TOP DE FIN D’ANNÉE. Les rédacteurs de Magic délivrent tous les jours leur Top 2018, sous la forme d’une liste de 10 albums, assortie d’un texte de mise en relief. Épisode 17 avec Matthieu Chauveau.
- VILLAGERS – The Art of Pretending to Swim (Domino Records)
2. THE SLOW SLIDERS – Glissade Tranquille (Kythibong / Eminence Grise)
3. CHEVALREX – Anti Slogan (Vietnam / Because Music)
4. LAURA VEIRS – The Lookout (Bella Union)
5. THE SEA AND CAKE – Any Day (Thrill Jockey / Differ-Ant)
6. BLOOD ORANGE – Negro Swan (Domino Records)
7. THE LAST DETAIL – The Last Detail (Elefant Records)
8. ELVIS COSTELLO & THE IMPOSTERS – Look Now (Concord Records)

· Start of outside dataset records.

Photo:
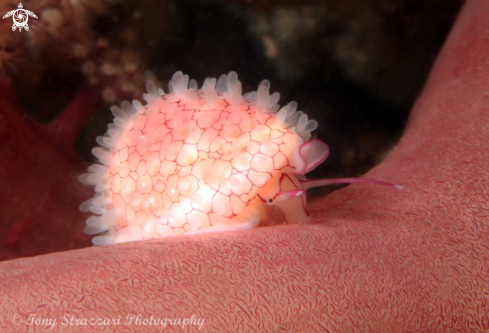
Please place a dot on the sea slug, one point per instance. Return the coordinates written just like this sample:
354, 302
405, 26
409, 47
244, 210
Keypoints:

9. BARBARA CARLOTTI – Magnétique (Elektra)
10. DOMINIQUE A – La Fragilité (Cinq7 / Wagram Music)
+ un film : Plaire, aimer et courir vite de Christophe Honoré pour sa bande-son rêvée (Cocteau Twins, Cardinal, Prefab Sprout, The Sundays, Ride, Cowboy Junkies, Harry Nilsson…)
Il y a (au minimum) deux manières d’envisager l’élaboration d’un top de fin d’année. La première a à voir avec la grande histoire – celle de la pop music du moins. La seconde avec la petite histoire – celle courant sur 365 jours de la vie d’un mélomane, dont le chemin croise des albums qui instinctivement l’obsèdent, d’autres moins.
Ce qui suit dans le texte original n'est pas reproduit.